In the space of a Friday lunchtime, a visit to the Tate Modern got me thinking about what we human beings try to do with time and space:
- We divide up time and space because time and space are both indivisible
- We find ways of visualising time and space because time and space are invisible
- We fight for time and fight for space because time and space are infinite and unlimited.
My first stop was the fourth floor: back to Pierre Huyghe's One Year Celebration inside his Celebration Park. Huyghe's premise was that our calendar is a map, a map of the year, and the map has some uncolonised territory in the form of days which don't have a holiday attached to them.
At Hugyhe's invitation several artists and critics have come up with suggestions for colonising these days with celebrations.
Two of these proposed celebrations are attempts to resist the mapping of time, in order to escape the constraints that our mappings of time place on the way we live our lives and on the way we think about the universe.
Joe Scanlan suggested having an 'open day': a day slotted in somewhere between Sunday and Monday. Nothing can be scheduled for this day (because no-one knows when it is) and we can instead enjoy things in life that don’t need to be scheduled (Scanlon suggests that coffee, newspapers and cigarettes should be half price).
Another artist suggested a day out of the year, a revival of the Mayan practice of having one day in the year that wasn't included in the calendar, to remind everyone that time is greater than the calendar, that time is impervious to attempts to measure it.
I popped into the bookshop to flick through the book accompanying Celebration Park and noted Hughye' s comment (in an interview with Hans Ulrich Obrist) that he regarded time as a corollary of space. He talked about how a television programme exist mainly in time, but also in space, and differently from objects.
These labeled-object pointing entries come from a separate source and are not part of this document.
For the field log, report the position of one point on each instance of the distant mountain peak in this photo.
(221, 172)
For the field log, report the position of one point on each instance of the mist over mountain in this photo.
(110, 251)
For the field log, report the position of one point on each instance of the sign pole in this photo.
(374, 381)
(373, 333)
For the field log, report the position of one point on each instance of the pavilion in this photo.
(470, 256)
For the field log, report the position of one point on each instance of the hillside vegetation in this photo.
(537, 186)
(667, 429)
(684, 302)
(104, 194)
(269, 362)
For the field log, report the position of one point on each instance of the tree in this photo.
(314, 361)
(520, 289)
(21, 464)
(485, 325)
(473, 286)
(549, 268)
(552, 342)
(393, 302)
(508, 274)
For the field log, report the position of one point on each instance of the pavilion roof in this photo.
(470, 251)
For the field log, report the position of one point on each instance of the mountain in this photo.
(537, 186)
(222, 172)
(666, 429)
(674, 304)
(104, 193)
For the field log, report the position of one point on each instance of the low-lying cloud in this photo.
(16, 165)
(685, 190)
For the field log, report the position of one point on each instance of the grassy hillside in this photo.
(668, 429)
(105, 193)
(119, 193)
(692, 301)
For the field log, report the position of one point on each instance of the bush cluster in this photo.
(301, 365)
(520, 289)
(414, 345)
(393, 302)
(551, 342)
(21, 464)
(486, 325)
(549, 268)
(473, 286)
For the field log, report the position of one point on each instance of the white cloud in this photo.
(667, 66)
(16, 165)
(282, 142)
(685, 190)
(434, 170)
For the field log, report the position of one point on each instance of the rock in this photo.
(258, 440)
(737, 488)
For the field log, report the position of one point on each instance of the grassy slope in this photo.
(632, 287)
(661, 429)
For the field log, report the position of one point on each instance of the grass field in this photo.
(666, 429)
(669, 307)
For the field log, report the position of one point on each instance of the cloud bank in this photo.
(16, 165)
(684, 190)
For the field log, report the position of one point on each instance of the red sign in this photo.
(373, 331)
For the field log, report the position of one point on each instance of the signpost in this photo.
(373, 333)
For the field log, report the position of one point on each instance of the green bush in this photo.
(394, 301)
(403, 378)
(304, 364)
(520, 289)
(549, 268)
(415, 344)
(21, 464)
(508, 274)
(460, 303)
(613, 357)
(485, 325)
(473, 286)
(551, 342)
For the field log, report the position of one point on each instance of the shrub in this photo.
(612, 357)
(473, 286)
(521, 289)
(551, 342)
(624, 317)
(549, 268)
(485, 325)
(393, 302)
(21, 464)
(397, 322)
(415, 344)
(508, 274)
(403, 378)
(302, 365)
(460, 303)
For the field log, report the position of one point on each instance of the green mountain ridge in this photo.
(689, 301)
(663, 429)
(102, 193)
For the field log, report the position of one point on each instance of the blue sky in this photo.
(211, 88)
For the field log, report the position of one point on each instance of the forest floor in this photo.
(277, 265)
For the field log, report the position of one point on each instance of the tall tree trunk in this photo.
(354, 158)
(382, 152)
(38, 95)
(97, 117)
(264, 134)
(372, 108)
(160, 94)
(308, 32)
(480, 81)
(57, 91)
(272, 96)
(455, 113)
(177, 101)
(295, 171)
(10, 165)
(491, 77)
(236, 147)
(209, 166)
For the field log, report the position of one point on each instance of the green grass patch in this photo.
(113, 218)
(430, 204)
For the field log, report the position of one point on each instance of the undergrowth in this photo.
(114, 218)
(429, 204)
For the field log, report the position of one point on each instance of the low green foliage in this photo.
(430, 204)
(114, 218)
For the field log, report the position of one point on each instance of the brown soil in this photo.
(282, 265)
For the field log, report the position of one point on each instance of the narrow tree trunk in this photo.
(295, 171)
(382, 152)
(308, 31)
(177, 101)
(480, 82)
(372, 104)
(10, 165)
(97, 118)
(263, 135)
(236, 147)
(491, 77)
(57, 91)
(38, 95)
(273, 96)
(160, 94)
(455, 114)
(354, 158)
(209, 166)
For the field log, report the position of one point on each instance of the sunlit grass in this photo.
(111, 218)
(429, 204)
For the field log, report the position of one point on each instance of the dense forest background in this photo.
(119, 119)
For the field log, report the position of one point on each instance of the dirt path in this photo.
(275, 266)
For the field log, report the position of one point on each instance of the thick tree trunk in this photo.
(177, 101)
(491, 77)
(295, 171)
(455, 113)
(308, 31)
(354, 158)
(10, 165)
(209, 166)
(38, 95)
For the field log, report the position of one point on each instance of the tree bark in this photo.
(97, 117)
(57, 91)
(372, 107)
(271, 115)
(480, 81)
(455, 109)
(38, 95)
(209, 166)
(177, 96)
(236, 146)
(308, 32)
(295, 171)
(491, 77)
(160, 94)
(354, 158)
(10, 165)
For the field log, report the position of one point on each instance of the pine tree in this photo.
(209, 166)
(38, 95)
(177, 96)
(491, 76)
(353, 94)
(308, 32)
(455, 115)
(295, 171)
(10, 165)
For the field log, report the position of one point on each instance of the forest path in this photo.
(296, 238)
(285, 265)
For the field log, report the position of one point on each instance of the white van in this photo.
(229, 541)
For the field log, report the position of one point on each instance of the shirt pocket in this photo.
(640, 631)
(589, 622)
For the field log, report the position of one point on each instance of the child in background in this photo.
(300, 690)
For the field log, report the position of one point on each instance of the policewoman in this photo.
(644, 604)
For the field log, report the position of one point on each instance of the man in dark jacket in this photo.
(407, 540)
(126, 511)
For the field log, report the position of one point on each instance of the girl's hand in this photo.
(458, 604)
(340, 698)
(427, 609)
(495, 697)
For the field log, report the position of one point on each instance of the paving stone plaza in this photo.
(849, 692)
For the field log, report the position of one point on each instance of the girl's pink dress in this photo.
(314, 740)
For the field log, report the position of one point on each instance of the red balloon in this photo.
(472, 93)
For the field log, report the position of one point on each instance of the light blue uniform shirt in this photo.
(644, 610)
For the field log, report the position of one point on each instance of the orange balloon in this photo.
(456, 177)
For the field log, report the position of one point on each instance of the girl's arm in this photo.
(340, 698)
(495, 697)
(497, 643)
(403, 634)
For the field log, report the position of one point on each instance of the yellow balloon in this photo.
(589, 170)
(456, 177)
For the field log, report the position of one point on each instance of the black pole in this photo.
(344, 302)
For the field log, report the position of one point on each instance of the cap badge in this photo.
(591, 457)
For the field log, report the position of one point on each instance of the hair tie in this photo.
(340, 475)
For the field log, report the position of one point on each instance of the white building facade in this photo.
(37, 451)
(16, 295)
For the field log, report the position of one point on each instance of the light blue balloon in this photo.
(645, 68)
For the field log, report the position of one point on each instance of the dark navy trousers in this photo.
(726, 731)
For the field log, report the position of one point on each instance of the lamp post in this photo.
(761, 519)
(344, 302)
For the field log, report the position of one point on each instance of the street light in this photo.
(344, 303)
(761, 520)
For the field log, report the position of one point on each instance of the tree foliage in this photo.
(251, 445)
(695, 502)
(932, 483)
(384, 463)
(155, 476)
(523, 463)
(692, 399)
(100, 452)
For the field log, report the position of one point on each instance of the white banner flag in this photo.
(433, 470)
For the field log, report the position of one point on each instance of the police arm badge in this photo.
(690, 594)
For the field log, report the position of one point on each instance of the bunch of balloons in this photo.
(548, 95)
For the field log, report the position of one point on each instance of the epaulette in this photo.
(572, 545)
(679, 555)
All this talk about the relationship between space persuaded me to pop upstairs to the fifth floor to revisit my favourite thing in the Tate Modern: 1,000 millimetres by Stanley Brouwn.
It consists of a card index box, containing 1,000 pieces of card. Each card has the words '1mm' written on it, above a horizontal line, in pencil, one millimetre long. So you have a thousand millimetres in the box.
There are no more or less millimetres in that card index box than there would have been if Brouwn had left the cards blank and saved himself the effort of drawing all those lines.
We have no way of adding a millimetre or a second to the universe.
As I was coming down the escalator from the fifth floor of the Tate Modern I had a Eureka moment. I solved the mystery of time and space: they don’t exist!
1 comment:
You always make interesting observations. I think what makes life and this universe so interesting is existence of the kind of contradictions that you mentioned. Such fascinating discovery about time and space!